In Senate Estimates last Tuesday (pdf), Liberal Senator Abetz questioned the Australian Electoral Commission (AEC) about its dealings with GetUp! during the 2007 Federal Election.
AEC chief legal officer Paul Pirani recalled receiving several complaints about GetUp!’s how-to-vote card generator, howshouldivote.com.au.
The site compared visitors’ responses to a 20-question questionnaire against information provided by politicians to produce personalised candidate ranking cards.
Visitors to the site and election candidates were asked if they ‘strongly agree’, ‘agree’, were ‘unsure’, ‘oppose’, or ‘strongly oppose’ a range of political statements.
If a candidate’s response exactly matched that of a site visitor, that candidate would be awarded four points. Candidates with an opposing view were awarded zero points.
Candidates who did not respond to the questionnaire were awarded zero points, and were thus consistently ranked last on generated how-to-vote cards.
Pirani told Parliament that the AEC considered the site “misleading and deceptive” under section 329 of the Commonwealth Electoral Act.
“At that time we wrote to GetUp! ... and said to them that unless they put clear caveats in the material saying that the coalition candidates would always come last because they had not completed the questionnaires, the AEC would consider seeking an injunction,” he said.
“We felt that it was being misleading and deceptive in terms of section 329, because electors would generate those how-to-vote cards and they would not know that the coalition candidates had not completed any of the questionnaires.”
In a public statement on Saturday, Abetz commended the AEC for its comments and asserted that the site had the capacity to “seriously mislead” its 150,000 users.

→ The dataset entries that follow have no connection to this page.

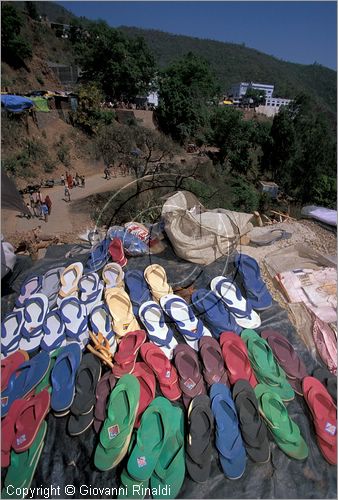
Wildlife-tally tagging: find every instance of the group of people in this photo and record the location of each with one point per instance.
(39, 207)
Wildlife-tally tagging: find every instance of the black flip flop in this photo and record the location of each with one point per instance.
(328, 380)
(77, 424)
(199, 442)
(253, 429)
(87, 377)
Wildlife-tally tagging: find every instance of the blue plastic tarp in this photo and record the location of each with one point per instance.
(16, 103)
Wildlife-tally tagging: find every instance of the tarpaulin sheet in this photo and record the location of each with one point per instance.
(68, 460)
(16, 103)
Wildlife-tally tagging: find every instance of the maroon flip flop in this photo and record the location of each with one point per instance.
(103, 389)
(29, 420)
(287, 357)
(147, 381)
(189, 374)
(213, 363)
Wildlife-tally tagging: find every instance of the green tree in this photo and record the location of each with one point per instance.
(124, 67)
(187, 90)
(14, 47)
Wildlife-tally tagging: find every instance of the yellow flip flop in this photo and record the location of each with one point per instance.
(157, 280)
(121, 310)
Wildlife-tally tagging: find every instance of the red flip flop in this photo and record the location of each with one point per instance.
(125, 358)
(213, 363)
(117, 253)
(235, 355)
(8, 431)
(164, 371)
(188, 369)
(103, 389)
(10, 364)
(147, 381)
(29, 420)
(324, 414)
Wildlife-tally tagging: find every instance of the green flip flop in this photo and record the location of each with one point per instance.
(265, 366)
(151, 437)
(169, 472)
(23, 465)
(117, 429)
(284, 430)
(45, 382)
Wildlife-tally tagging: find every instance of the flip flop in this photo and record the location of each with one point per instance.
(10, 365)
(170, 467)
(213, 312)
(31, 286)
(63, 377)
(147, 381)
(228, 439)
(99, 256)
(74, 317)
(265, 366)
(151, 315)
(24, 379)
(87, 377)
(103, 389)
(270, 237)
(29, 420)
(328, 380)
(212, 359)
(235, 355)
(137, 287)
(50, 286)
(199, 440)
(8, 431)
(242, 311)
(70, 279)
(34, 313)
(116, 431)
(11, 332)
(121, 310)
(189, 374)
(257, 293)
(113, 275)
(150, 439)
(165, 372)
(287, 358)
(23, 465)
(117, 253)
(324, 415)
(253, 429)
(156, 278)
(190, 327)
(54, 331)
(285, 431)
(125, 358)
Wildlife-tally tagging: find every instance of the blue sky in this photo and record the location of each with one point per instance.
(302, 32)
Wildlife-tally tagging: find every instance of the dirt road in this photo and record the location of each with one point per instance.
(62, 219)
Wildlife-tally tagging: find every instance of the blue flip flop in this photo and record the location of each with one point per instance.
(228, 440)
(10, 332)
(74, 316)
(137, 288)
(159, 333)
(257, 293)
(63, 377)
(99, 256)
(54, 331)
(30, 286)
(214, 313)
(25, 378)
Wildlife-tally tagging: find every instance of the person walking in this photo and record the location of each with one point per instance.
(67, 193)
(48, 202)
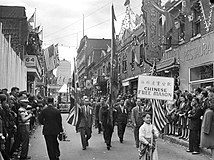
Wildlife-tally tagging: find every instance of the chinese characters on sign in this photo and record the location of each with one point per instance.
(154, 87)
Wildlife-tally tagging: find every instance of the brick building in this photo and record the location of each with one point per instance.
(189, 50)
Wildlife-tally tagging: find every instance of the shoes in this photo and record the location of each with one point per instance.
(25, 158)
(195, 152)
(121, 140)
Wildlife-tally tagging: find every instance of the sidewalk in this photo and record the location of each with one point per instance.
(182, 142)
(176, 140)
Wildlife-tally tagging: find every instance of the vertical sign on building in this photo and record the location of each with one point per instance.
(152, 32)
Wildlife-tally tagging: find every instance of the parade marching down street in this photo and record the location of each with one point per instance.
(145, 93)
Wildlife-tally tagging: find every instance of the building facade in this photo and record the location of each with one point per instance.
(63, 72)
(139, 48)
(15, 26)
(188, 53)
(88, 55)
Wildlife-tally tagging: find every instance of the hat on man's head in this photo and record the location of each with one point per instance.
(50, 100)
(3, 97)
(5, 89)
(211, 89)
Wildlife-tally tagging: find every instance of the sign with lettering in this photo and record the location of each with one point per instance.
(30, 61)
(154, 87)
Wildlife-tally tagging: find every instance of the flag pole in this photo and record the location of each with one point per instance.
(153, 109)
(35, 18)
(111, 71)
(83, 26)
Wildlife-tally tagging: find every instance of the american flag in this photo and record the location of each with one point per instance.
(160, 119)
(73, 115)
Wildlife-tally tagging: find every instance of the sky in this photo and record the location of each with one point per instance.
(62, 20)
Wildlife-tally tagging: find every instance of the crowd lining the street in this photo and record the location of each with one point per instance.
(190, 117)
(18, 118)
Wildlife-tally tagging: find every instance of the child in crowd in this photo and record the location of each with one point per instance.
(147, 132)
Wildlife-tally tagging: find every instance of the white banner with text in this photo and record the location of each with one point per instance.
(154, 87)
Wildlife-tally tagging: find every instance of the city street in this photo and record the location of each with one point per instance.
(72, 150)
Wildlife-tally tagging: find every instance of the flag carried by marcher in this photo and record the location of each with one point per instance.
(160, 119)
(127, 2)
(73, 115)
(32, 18)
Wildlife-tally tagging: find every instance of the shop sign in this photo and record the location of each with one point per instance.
(88, 84)
(125, 83)
(30, 61)
(155, 87)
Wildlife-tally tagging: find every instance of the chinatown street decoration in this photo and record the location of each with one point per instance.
(207, 20)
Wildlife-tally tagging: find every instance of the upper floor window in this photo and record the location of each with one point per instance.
(168, 42)
(181, 28)
(196, 23)
(124, 63)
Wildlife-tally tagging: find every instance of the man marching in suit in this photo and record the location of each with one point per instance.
(84, 124)
(122, 116)
(51, 118)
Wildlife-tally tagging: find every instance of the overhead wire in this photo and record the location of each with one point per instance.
(75, 33)
(78, 20)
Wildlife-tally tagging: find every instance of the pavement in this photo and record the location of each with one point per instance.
(185, 143)
(181, 142)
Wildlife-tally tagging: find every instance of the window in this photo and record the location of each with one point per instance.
(168, 42)
(124, 63)
(119, 67)
(181, 31)
(196, 23)
(201, 72)
(104, 69)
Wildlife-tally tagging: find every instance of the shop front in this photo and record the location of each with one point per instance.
(196, 62)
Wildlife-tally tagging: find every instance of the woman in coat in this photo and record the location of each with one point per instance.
(207, 128)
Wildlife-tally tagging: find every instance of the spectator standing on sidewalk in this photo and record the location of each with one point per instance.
(122, 118)
(24, 116)
(107, 126)
(51, 118)
(137, 120)
(84, 124)
(207, 128)
(195, 126)
(99, 103)
(148, 134)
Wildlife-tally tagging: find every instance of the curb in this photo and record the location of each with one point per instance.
(178, 141)
(184, 143)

GetUp! spokesman Sam McLean yesterday told iTnews that the site clearly marked the candidates who had not responded and advised visitors that “we can’t match you with people who haven’t filled out the survey”.
But Abetz said that most users “would have missed or not understood the implications of the fine print”.
"This was an appalling low for a group which is always lecturing us about Electoral Act Integrity,” Abetz said.
“I hope the public realise GetUp! is a left-wing union front, designed to dupe people into voting for Labor and the Greens while pretending to be only issues-focused.”
According to McLean, GetUp! had distributed the questionnaire to every candidate in the 2007 Federal Election.
But only “a couple” of 2007 candidates from the Liberal and National Coalition had submitted their responses before Coalition headquarters issued orders not to.
A Coalition spokesman has not yet responded to iTnews' request for comment.
“Eric Abetz is on a mission to have a go at GetUp!,” McLean said. “He’s trying to find a way to discredit us.”
McLean denied that GetUp! was affiliated with any political party, noting that it had mounted 20 campaigns against Labor party policies since 2007.
“We criticise parties when we believe they’ve gone wrong,” he said, highlighting the group’s campaign against Communications Minister Stephen Conroy’s internet filtering proposal.
Last year, GetUp! won a High Court case against registration deadlines that were introduced to the Electoral Act by the Howard Government in 2006.
The decision gave Australians seven days after an election was called to enrol to vote, instead of the one day mandated by Howard’s Electoral Integrity Act.